Once the datasource is healthy, you can browse it in Explore or build dashboards against it. A few queries to verify end-to-end connectivity:
# All scrape targets currently up
sum(up)

# Request rate by HTTP status class through the Liberator gateway
sum by (envoy_response_code_class) (rate(envoy_http_downstream_rq_xx[5m]))
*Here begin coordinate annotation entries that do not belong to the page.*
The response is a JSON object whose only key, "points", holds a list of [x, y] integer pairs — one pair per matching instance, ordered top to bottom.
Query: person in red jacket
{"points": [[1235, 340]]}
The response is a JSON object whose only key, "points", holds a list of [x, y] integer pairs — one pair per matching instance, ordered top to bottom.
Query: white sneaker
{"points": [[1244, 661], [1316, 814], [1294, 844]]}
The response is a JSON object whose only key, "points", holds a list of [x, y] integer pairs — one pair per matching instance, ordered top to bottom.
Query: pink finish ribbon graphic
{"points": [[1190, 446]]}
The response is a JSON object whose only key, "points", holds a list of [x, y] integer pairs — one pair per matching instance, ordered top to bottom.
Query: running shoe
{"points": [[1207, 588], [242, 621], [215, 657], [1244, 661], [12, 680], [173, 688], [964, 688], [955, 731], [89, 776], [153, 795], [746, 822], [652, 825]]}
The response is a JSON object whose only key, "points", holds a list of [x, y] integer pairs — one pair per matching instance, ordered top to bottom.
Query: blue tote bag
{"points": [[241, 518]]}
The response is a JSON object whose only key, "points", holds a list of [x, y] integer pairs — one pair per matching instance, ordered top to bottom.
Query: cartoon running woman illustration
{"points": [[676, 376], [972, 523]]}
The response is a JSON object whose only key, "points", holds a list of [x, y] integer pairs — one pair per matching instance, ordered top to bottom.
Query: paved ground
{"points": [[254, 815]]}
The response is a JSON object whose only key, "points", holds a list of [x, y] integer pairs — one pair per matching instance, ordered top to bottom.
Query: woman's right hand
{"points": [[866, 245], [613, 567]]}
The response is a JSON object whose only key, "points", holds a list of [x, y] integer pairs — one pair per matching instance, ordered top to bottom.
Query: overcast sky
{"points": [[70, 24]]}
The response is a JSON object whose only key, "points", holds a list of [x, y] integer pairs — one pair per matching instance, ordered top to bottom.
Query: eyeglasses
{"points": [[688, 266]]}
# Liberator waiting-room active connections
liberator_waitingroom_connections_active

# p95 upstream request latency
histogram_quantile(
  0.95,
  sum by (le) (rate(envoy_cluster_external_upstream_rq_time_bucket[5m]))
)

What’s exposed

The Bearer endpoint forwards to the same Prometheus server that powers the in-product System Monitoring view, so anything you see there is also queryable here. Notable metric families:
PrefixWhat it covers
envoy_*Envoy Gateway — request rates, latency histograms, upstream connection health
liberator_*Liberator application — waiting-room queue, in-flight query times, exporter health
cache_manager_*Cache-manager worker pool status and error counters
kube_*kube-state-metrics — pods, deployments, nodes, conditions
container_*cAdvisor — per-container CPU, memory, filesystem, network
node_*node-exporter — host CPU, memory, disk, network
prometheus_*The Prometheus server itself — useful for sizing dashboards
For a complete metric inventory in your environment, query /api/v1/label/__name__/values once you’ve connected.

Rotating a token

  1. Open the Grafana Integration dialog as in Step 1.
  2. Issue a new token for the same logical consumer.
  3. Update the new token in Grafana (UI: edit the datasource → swap the Authorization header value; provisioning: replace httpHeaderValue1 and restart).
  4. Wait until your Grafana datasource health check passes with the new token.
  5. Revoke the old token from the same dialog.
This zero-downtime pattern is the same as the AWS access-key rotation workflow.

Limitations

  • Read-only. Prometheus admin endpoints (/api/v1/admin/tsdb/*) and the remote-write receiver are not exposed. Even tokened callers cannot mutate the TSDB through this endpoint.
  • One Prometheus. The endpoint serves the Liberator cluster’s primary Prometheus only. Federated views across multiple Liberator clusters require Prometheus-side federation on the consumer side; use /metrics-api-bearer/federate with appropriate match[] parameters.
  • CORS. Browser-side direct calls are not supported (the gateway only allows server-side calls). Grafana proxies through its backend, so this restriction does not affect dashboard use.

Troubleshooting

SymptomDiagnosisResolution
Save & test returns “non-JSON: <!DOCTYPE html>...The request is being redirected to the OIDC login page — the Authorization header isn’t being sent, or the token is wrong.Verify the header name is exactly Authorization and the value begins with Bearer (with a trailing space) before the token.
Save & test returns 401 UnauthorizedToken has been revoked, never issued, or has a typo.Re-issue from the Grafana Integration dialog and update the datasource.
Save & test returns 403 ForbiddenThe Liberator gateway rejected the request before reaching Prometheus.Check with your CloudQuant administrator that the bearer route is enabled on your cluster.
Health check passes but every query returns “no data”Time range is outside Prometheus’s retention window, or the metric name has changed in a recent upgrade.Open Explore, hit /api/v1/label/__name__/values against the datasource, and confirm the metric exists.
Range queries fail with “context deadline exceeded”Query window × resolution exceeds the gateway’s response timeout.Use the in-product System Monitoring view as a sanity check on the query, then widen your Grafana panel’s interval or narrow the time range.